The future is not about designing
curriculum. It’s about awakening to creation . .
. . The most important thing is the
awakening.—Robert Louv in
The Last Child In the Woods
Village School, a K-12 public freedom and
democracy school in Northfield, Minnesota, U.S.,
is a place of awakenings. It is a place where
small, daily miracles occur.
Hear the stories of our students:
Elizabeth is now 15. She is a leader in the
school. She regularly participates in
Restorative Justice Committee where she pushes
and challenges students to admit to hurting
someone—hitting them or excluding them from
their game. She serves lunch to her classmates,
and takes over Morning Group for her adviser
when he is sick. She is acutely aware of the
health of the community, and hears the alarm in
the jagged vibrations in the air when something
is amiss—a student has taken someone’s cell
phone without the person knowing it; another
person has lied about throwing eggs against the
building. She does not take things into her own
hands and mete out fierce punishments.
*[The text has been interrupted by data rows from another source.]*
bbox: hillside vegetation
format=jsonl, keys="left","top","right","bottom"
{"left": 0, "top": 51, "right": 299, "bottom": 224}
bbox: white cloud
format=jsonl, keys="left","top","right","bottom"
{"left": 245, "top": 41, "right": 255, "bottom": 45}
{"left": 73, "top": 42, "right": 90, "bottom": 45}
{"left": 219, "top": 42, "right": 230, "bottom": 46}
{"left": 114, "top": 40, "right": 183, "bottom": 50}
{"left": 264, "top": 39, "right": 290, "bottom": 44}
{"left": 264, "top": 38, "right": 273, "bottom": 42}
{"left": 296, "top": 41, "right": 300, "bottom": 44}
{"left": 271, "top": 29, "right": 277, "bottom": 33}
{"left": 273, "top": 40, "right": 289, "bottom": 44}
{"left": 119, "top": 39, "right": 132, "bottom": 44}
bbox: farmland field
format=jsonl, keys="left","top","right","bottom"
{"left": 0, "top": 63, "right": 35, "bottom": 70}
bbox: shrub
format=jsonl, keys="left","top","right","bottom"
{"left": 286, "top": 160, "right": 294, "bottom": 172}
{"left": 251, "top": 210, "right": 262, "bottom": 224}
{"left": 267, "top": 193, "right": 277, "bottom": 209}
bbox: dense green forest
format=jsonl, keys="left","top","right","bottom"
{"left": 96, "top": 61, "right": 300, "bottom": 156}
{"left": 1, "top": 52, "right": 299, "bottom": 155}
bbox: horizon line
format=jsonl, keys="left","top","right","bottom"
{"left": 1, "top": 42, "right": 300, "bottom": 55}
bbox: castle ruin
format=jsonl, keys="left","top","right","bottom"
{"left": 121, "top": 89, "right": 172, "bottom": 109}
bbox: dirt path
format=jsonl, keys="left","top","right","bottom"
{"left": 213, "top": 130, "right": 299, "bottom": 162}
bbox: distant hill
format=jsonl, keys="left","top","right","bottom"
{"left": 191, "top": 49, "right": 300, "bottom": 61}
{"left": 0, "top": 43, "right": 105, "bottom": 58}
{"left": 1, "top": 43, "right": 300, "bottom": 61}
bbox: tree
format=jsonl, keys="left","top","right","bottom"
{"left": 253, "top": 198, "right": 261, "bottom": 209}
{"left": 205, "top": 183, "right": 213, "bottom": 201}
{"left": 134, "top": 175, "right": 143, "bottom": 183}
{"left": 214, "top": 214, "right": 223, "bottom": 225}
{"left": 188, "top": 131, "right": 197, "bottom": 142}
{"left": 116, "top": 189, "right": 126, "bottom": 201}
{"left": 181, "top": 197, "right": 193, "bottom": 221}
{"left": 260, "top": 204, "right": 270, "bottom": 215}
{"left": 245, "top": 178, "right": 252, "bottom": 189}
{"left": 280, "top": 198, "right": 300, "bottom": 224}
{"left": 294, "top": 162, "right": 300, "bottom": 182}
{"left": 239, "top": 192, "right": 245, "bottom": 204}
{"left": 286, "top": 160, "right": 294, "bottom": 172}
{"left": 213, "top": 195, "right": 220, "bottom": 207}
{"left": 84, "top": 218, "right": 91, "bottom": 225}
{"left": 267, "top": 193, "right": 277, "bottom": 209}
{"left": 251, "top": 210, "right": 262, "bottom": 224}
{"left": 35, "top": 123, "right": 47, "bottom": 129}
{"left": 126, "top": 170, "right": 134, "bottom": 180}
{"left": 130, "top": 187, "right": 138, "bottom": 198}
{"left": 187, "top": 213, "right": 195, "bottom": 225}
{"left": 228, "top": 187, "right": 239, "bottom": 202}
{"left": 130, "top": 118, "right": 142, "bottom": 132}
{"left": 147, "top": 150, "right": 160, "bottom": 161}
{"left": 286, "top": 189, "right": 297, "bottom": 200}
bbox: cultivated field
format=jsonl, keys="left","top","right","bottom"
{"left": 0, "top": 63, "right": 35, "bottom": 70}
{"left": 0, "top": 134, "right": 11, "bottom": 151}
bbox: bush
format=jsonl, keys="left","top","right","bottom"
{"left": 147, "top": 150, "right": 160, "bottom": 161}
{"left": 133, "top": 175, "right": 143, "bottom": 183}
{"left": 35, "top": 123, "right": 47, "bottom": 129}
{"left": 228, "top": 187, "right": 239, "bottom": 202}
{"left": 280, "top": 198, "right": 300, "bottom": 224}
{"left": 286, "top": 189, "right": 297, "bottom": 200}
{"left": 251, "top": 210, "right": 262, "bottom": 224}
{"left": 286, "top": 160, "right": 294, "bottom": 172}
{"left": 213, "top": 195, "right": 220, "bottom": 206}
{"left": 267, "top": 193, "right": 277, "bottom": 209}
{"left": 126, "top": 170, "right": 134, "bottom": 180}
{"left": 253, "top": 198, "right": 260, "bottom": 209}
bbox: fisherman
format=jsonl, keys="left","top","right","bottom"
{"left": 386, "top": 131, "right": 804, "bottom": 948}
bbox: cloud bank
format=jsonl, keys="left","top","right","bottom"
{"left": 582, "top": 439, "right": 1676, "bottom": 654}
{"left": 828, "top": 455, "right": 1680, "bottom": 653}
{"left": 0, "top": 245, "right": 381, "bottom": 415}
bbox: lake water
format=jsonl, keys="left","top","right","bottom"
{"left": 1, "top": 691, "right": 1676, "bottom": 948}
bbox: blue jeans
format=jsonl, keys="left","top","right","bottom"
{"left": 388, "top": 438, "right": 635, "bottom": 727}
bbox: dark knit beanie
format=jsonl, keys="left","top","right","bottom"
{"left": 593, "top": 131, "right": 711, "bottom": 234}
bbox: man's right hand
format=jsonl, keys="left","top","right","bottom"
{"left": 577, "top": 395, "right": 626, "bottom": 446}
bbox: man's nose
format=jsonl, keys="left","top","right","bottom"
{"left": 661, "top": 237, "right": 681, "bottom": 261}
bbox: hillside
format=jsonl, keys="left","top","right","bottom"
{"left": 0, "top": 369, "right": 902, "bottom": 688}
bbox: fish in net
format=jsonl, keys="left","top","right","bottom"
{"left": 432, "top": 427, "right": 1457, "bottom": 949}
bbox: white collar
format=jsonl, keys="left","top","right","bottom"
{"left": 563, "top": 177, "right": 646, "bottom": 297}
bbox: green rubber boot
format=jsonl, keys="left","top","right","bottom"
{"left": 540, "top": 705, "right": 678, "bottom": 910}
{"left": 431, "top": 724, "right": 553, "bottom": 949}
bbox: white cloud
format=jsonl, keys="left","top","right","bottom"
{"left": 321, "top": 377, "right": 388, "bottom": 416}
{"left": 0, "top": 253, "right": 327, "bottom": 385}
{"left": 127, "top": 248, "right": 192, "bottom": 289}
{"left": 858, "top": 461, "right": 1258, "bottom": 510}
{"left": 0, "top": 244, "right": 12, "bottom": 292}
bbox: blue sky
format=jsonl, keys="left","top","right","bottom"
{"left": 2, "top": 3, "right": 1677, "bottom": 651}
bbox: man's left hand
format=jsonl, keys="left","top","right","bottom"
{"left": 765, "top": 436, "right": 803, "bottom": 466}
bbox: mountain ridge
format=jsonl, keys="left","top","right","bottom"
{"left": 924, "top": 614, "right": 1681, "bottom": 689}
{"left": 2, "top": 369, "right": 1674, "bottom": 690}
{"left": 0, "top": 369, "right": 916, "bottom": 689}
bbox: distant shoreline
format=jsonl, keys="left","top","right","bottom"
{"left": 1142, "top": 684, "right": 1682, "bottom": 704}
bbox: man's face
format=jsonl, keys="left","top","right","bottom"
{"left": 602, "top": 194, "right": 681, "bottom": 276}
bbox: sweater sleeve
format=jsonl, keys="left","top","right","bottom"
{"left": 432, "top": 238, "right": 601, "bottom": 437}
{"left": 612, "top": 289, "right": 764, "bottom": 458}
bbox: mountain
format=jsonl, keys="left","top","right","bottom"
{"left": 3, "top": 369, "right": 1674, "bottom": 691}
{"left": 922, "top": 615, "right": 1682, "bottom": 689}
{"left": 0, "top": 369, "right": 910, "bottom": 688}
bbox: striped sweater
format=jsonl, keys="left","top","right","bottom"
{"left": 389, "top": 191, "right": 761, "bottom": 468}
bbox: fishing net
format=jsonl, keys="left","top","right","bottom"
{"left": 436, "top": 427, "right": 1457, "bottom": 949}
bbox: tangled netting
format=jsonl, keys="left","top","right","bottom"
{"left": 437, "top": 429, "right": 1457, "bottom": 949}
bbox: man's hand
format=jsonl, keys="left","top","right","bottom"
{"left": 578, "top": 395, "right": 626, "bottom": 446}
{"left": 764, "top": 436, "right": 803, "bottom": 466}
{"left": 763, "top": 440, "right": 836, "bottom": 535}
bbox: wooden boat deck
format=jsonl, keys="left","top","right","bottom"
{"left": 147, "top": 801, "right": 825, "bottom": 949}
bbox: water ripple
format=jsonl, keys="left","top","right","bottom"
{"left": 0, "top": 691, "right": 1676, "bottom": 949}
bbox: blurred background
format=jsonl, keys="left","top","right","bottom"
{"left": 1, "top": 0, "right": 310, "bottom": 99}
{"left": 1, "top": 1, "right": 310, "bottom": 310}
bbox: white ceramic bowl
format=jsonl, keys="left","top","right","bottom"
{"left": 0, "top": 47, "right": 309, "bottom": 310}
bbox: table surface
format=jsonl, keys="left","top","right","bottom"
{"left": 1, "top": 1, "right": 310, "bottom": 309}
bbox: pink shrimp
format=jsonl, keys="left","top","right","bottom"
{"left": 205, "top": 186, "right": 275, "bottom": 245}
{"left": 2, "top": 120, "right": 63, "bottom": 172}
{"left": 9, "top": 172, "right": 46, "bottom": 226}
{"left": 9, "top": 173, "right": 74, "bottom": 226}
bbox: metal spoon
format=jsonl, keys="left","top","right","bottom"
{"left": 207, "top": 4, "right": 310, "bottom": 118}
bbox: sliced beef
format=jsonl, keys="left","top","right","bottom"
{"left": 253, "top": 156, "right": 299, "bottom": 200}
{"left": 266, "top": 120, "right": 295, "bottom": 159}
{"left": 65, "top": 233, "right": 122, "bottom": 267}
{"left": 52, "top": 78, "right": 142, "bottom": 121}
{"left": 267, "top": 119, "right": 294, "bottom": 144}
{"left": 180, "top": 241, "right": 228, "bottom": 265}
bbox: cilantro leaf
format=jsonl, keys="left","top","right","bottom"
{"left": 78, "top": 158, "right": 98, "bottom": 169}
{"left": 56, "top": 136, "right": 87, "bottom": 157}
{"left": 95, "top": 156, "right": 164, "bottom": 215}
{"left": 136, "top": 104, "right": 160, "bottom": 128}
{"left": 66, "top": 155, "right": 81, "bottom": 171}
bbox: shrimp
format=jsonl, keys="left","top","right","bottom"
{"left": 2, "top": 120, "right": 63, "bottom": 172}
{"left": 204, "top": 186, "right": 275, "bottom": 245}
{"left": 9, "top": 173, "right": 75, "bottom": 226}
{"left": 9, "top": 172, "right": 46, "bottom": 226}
She opens
her hands and takes our hands in order to heal
breaks in the community peacefully and justly.
Elizabeth wasn’t always this way. Many years and
personal transformations ago, Elizabeth’s cousin
pushes her in the lunch line. She pushes him
back, and when he runs out the cafeteria door,
she chases him and pounds on his back as hard as
she can. She then returns to the lunchroom and
with two sweeps of her arms, pushes all the
lunch trays full of food onto the floors. Grapes
roll and mash potatoes and gravy splatter
against the lockers.
Jimmy came to Village School from Florida when
he was twelve. He could not read, and could
barely speak full sentences. When a teacher
would ask him how he was, he would shout “No!”
“No” was the word that defined his life, and the
word that governed his spirit. Jimmy would speak
through daily disruptive and destructive
actions: sewing into plywood with the sewing
machine that a student’s grandmother had leant
to us; burning “fuck” into the back seat of the
school van with a lighter.
Jimmy was determined to speak, which his mute,
aggressive acts of destruction were testimony
to.
Jimmy now is 17. Today he speaks. He argues
eloquently. He puns and jokes with his teachers.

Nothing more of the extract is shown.